4. Antitrombin III yang merupakan kofaktor heparin. Pada kasus dengan

kekurangan antitrombin III, respon pemberian heparin akan berkurang.

Sistem Komplemen

Penelitian sistem komplemen pada DBD memperlihatkan penurunan kadar C3, C3

proaktivaktor, C4, dan C5 baik pada kasus yang disertai syok maupun tidak. Terdapat

hubungan positif antara kadar serum komplemen dengan derajat penyakit. Penurunan ini

menimbulkan perkiraan bahwa pada dengue, aktivasi komplemen terjadi baik melalui jalur

klasik maupun jalur alternatif. Hasil penelitian radioisotop mendukung pendapat bahwa

penurunan kadar serum komplemen disebabkan oleh aktivasi sistem komplemen dan bukan

oleh karena produksi yang menurun atau ekstrapolasi komplemen. Aktivasi ini menghasilkan

anafilatoksin C3a dan C5a yang mempunyai kemampuan stimulasi sel mast untuk melepaskan

histamin dan merupakan mediator kuat untuk menimbulkan peningkatan permeabilitas

kapiler, pengurangan plasma dan syok hipopolemik.
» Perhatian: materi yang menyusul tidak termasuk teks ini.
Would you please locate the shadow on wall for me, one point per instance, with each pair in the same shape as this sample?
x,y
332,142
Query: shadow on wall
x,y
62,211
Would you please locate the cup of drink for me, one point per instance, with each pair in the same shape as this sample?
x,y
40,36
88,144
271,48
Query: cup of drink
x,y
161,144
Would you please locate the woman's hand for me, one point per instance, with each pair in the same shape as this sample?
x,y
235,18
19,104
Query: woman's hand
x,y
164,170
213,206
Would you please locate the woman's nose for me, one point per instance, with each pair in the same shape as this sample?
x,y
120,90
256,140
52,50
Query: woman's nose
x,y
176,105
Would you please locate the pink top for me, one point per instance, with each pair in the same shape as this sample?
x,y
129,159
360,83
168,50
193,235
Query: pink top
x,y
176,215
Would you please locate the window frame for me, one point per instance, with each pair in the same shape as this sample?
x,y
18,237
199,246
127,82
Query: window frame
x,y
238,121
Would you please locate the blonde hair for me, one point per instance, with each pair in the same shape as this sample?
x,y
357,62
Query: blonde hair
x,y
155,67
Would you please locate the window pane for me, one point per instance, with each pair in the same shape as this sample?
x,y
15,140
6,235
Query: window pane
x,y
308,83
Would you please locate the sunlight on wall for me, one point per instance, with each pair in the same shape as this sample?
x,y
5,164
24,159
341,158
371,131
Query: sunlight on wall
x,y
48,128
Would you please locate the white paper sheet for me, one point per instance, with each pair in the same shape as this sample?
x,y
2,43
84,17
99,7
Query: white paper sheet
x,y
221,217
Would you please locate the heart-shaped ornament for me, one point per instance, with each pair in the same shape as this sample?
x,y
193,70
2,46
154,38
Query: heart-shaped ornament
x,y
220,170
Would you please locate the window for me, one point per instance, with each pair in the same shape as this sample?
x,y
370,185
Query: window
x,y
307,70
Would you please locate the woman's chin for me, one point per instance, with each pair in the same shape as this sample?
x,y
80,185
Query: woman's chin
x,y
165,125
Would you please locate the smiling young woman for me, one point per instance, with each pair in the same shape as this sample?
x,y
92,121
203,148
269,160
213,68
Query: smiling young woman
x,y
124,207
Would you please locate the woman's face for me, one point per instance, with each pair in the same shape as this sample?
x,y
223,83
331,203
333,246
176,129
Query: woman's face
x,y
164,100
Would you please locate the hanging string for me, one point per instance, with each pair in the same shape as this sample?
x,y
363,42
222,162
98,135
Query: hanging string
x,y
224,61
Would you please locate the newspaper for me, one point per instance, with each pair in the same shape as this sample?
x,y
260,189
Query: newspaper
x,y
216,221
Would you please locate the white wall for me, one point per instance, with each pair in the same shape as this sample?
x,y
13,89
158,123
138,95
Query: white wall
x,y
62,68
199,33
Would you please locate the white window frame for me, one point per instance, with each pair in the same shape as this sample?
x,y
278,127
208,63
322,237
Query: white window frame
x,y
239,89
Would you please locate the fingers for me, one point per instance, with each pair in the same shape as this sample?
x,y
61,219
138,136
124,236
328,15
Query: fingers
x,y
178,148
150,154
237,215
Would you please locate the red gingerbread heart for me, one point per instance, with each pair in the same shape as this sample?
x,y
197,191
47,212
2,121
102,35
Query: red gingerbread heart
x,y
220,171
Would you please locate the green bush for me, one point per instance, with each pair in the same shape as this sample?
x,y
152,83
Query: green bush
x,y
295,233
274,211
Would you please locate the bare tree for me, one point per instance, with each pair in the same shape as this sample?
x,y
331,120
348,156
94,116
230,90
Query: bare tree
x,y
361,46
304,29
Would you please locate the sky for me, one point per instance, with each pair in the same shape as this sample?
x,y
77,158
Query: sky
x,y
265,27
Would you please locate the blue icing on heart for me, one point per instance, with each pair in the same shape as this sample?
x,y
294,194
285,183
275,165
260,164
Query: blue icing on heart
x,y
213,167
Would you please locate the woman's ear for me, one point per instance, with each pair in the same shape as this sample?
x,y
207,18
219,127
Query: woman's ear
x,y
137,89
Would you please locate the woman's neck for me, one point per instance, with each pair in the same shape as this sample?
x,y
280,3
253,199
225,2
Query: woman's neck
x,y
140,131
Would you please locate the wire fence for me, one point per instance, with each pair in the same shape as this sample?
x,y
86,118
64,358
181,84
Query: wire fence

Komplemen juga bereaksi dengan epitop

virus pada sel endotel, permukaan trombosit dan limfosit T, yang menimbulkan waktu paruh

trombosit memendek, kebocoran plasma, syok, dan perdarahan. Disamping itu komplemen

juga merangsang monosit untuk memproduksi sitokin seperti tumor necrosis factor (TNF),

interferon gama, interleukin (IL-2 dan IL-1). (11)

Bukti-bukti yang mendukung peran sistem komplemen pada penderita DBD ialah (1)

ditemukannya kadar histamin yang meningkat dalam urin 24 jam, (2) adanya kompleks imun

yang bersirkulasi (circulating immune complex) baik pada DBD derajat ringan maupun berat,

(3) adanya korelasi antara kadar kuantitatif kompleks imun dengan derajat berat penyakit. (11)

Respon Leukosit

Pada perjalanan penyakit DBD, sejak demam hari ketiga terlihat peningkatan limfosit

atopik yang berlangsung sampai hari ke delapan. Pemeriksaan limfosit plasma biru (LPB)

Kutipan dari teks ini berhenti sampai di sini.